The specific visualizations created with the help of NetworkX and Graphviz in the current study provide a simple representation of the similarities between the malware samples; the nodes in the figure correspond to the malware samples, and the edges represent their similarities in terms of the attributes, such as the API calls. These visualizations are useful in illustrating the relationships between samples, but they lach the depth required for the instrumentation and categorization of malware for practical applications.
- Limited Analytical Insight: The current graphs primarily highlight the structural connections between various malware samples, without delving into the underlying nature of these relationships. These issues arise when investigating numerous malware program examples, as centrality measures and community detection exceed the capabilities of the available data space.
- Improvement Through Advanced Graph Techniques: Subsequent implementations of the methodology could use community detection algorithms, such as the Louvain method or modularity optimization to isolate clusters of associated malware types. This would empower analysts to make befitting categorization of malware into categories depending on their behavior or functionality. Another way this could be beneficial is by providing more insightful and useful data for decision-making.
- Incorporating Dynamic Attributes: Including dynamic attributes into graphical representations could be a major enhancement. For instance, the escalation of the threat could refer to characteristics like the mutation of the malware, the evolvement of the usage of API calls, or just the alteration of the obfuscation methods that could be traced and illustrated following the evolution of a particular family of the malware. This would assist in gaining insight on malware trends and what new threats are out there that cannot be recognized using the static signature way.
- Interactive Visualization: The graphs could be further enriched with interactivity, where people could explore specific samples of malware, examine and look at detailed descriptions of samples, and consider the selective parameters that would help in calculating the similarities between the samples. More specific search effects, such as mouse-over effects, similarity thresholds, or interactive clustering, would make it easier for analysts to work with the data and make good real-life decisions.
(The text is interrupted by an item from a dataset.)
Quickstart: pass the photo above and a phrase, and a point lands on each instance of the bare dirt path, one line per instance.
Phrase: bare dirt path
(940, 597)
Code Implementation: The SAA code contains several functions related to sample storage and search, comment management, and the database in general. The use of Jaccard Index to generate signatures and sketches, facilitating scalable similarity detection. Figure 2 shows the block diagrammatic representation of SAA. The explanations for each of the blocks are as follows:

Arguments from User: The script begins with defining command-line arguments, which may be typed in by a user. These arguments include the directory containing the malware files, the output file for the similarity graph, and the passed similarity threshold between the files.
Parse Args: They serve to create a script at the command line level and to specify the executive parameters of the task. This means that in source code, only the input and output paths and other features, such as the similarity threshold, remain at the site.
Appending Full Path of All Malware Files: The script reads and stores in the list the full path of all the malware that exists in the directory mentioned. This guarantees the scanning and subsequent analysis of all files within a directory.
Check for PE File: To eliminate every non-Windows PE file, the script validates every file using the PE header signature “MZ.” The script only applies additional steps to files with PE headers, ignoring those in other formats.
Extract and Store Attributes of PE Files: The script extracts strings (attributes of PE files) from each PE file, using a utility string as a guide. Every malware sample in the database has all these attributes gathered and preserved; the combination of strings from all the PE files constitutes this large dataset.
Add Attributes to Graph: The system generates a similarity graph of attributes based on the features extracted from the sample data. The system relates the graph to the malware samples, awarding points based on the similarity of attributes between two samples.
Calculate the Jaccard Distance: This tool proves useful when analyzing the three relationships between the attribute sets of different types of malwares. The tool’s purpose is to determine the degree of similarity between the two samples in terms of the characteristics under comparison.
Threshold for Identifying Similarities: It includes a similarity ratio that determines which malware samples are more similar or belong to the same group. When the Jaccard distance between two samples increases, it indicates a high degree of similarity between them, leading to the creation of an edge in the graph.
Show the Graph: Lastly, the script computes the similarity graph on the provided corpus, using a tool such as Graphviz. The node data models indicate the sizes of the malicious samples, while the edges illustrate the relationships between the samples and their attributes. The following graph illustrates some of the interrelationships between the different types of malware samples.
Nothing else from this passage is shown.